Crónicas

De que falam os miúdos

A exclusão era cega. Não havia ‘influencers’, não tinham esse nome, mas todos sabíamos onde procurar inspiração e a quem copiar o melhor que se pudesse e soubesse. Os populares, eles e elas, tão novos e tão seguros, bonitos, nem muito marrões, nem demasiado baldas.

De que falam os miúdos, os adolescentes que, em grupos, passeiam pela praia, descem as escadas rolantes do centros comerciais e enchem a cidade nas noites de sexta para sábado?

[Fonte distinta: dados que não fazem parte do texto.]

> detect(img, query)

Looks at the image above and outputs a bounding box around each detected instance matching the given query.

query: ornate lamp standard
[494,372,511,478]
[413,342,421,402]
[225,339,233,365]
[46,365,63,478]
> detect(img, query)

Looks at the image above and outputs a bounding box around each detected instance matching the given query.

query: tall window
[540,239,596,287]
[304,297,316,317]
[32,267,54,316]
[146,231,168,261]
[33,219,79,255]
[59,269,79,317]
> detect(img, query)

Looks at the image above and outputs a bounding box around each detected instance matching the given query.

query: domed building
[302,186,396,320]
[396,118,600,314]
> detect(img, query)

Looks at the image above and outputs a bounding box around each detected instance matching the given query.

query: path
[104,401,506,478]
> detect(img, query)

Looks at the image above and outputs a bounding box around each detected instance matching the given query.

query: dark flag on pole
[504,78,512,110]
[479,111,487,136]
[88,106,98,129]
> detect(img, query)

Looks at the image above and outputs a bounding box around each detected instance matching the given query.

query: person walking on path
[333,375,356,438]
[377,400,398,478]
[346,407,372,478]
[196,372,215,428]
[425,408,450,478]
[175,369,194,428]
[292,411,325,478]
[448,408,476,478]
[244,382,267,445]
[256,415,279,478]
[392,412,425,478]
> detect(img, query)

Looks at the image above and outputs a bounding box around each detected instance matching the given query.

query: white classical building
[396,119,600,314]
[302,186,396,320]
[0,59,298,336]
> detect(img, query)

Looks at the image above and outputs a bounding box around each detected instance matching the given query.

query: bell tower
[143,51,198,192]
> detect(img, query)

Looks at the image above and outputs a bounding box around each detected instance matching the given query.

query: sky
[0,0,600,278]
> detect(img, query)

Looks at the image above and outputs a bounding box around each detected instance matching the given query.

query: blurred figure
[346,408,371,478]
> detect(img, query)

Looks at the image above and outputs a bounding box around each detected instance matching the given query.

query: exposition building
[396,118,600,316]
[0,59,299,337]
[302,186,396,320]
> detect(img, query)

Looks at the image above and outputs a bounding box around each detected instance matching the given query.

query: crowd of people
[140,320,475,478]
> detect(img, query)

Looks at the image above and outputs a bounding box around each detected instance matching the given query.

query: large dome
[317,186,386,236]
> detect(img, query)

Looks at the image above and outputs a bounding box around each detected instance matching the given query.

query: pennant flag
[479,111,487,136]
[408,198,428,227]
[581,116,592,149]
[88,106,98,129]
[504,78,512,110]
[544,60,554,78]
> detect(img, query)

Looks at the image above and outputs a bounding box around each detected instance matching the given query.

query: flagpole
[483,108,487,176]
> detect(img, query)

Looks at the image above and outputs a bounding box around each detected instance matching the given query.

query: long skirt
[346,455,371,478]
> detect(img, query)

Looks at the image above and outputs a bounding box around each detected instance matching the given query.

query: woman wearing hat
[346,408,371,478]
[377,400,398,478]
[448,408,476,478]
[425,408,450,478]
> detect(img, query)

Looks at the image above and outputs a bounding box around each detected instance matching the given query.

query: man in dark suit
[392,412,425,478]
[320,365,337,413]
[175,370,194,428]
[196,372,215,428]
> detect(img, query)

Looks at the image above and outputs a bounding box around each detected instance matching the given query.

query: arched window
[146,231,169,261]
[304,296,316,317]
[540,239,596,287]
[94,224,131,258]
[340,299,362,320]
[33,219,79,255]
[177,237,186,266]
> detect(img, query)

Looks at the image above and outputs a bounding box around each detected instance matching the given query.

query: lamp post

O que dizem, que conversas fazem quando não estão com o nariz no telemóvel a ver vídeos de ‘youtubers’ e ‘influencers’? Eu tenho uma vaga ideia das minhas conversas naquela idade, lembro-me da coscuvilhice em torno das estrelas da música pop, de um ou outro actor, lembro-me que repetíamos no pátio da escola as conversas que ouvíamos em casa e na televisão, fosse de política ou um documentário sobre a fome na Etiópia.

Ainda que a Internet fosse ao tempo uma previsão extravagante, a cada moda nova como usar as mangas das t-shirts arregaçadas, nós acabavámos a vestir, a falar e a pensar da mesma forma. E os que ficavam de fora tinham um desgosto. Sei que também havia padrões. Os loiros de olhos claros estavam em vantagem, o bronzeado fazia subir na escala, a roupa unissexo e os cabelos ao natural podiam operar milagres. Gordos, caixa-de-óculos, com roupa feita em casa, marrões e apreciadores de livros, música clássica e maníacos das boas notas estavam decididamente no fim da lista.

A exclusão era cega. Não havia ‘influencers’, não tinham esse nome, mas todos sabíamos onde procurar inspiração e a quem copiar o melhor que se pudesse e soubesse. Os populares, eles e elas, tão novos e tão seguros, bonitos, nem muito marrões, nem demasiado baldas. Por um lado, quase humanos, podíamos partilhar os apontamentos, esclarecer as dúvidas e; por outro, tão longe da nossa existência, se se entrasse no radar teríamos direito a cumprimentos na rua, a um ‘olá, tudo bem?’ Mais ou menos equivalente a fazer parte dos seguidores na conta do Instagram. Não se era estranho, não se era amigo, estávamos ali, existíamos.

Podíamos existir ou escolher um caminho, mas não era simples. Escolher significava prescindir das conversas banais no intervalo, do conforto de não ser apontado como acontecia aos que usavam óculos e aos mais modestos, sem dinheiro, nem maneira de copiar o estilo ou a moda do momento. Lembro-me de que, aí pelos 16 anos, escolhi um caminho, uma mistura do que gostava e do que estava ao meu alcance. Tomei muitas decisões aos 16, 17 anos, que ainda me surpreendem, sobretudo depois de ter passado anos a querer ser outra pessoa. Mais magra, mais alta, mais bonita, mais popular, a viver noutro lugar e com mais dinheiro, muito mais dinheiro.

E quase do nada, com uma determinação invulgar, optei por estudar, por impor essa vontade a uma família de mulheres muito conservadoras, para quem tudo era motivo de angústia, preocupação, que pareciam inquietar-se por nada e a quem o que havia além do Campo do Marítimo metia tanto medo como Admastor. Um coro de vozes seguiu-me naqueles dois anos antes da candidatura, um coro em que se repetiam frases como o “que vai ser, como vai ser, não tens juízo, não pensas no desgosto que nos dás, não tens medo?” Um coro de vozes que, depois, se espantou com a jovem de roupas pretas e surradas, que remexia no fundo das gavetas atrás de óculos velhos das tias e roupas da avó.

“Não tens vergonha?” Eu tinha tido muita, lá no campo de futebol dos Ilhéus no meu fato de treino cor de tijolo, nas saias com restos de tecido da alfaiataria do meu tio Humberto e em todos momentos em que me sentira uma carta fora do baralho, em que tentara entusiasmar alguém por causa de um livro, de um filme que tinha dado na televisão ou como devia ser bom viajar mundo fora. E como era isso, um peixe fora de água, mais valia aceitar, mais valia mudar as lentes e fazer dos óculos velhos uns óculos de sol.

E quando vejo os adolescentes, assim naquelas conversas em que há “muita cena que é tipo qualquer coisa”, todos mais ou menos parecidos, no cabelo, nas roupas e nos modos, empolgados com ‘youtubers’ e ‘influencers’, penso se eles saberão que podem escolher um caminho, um que seja deles, só deles. Não sei se alguém lhes falou dessa possibilidade, mas é provável que a considerem conversa de velho.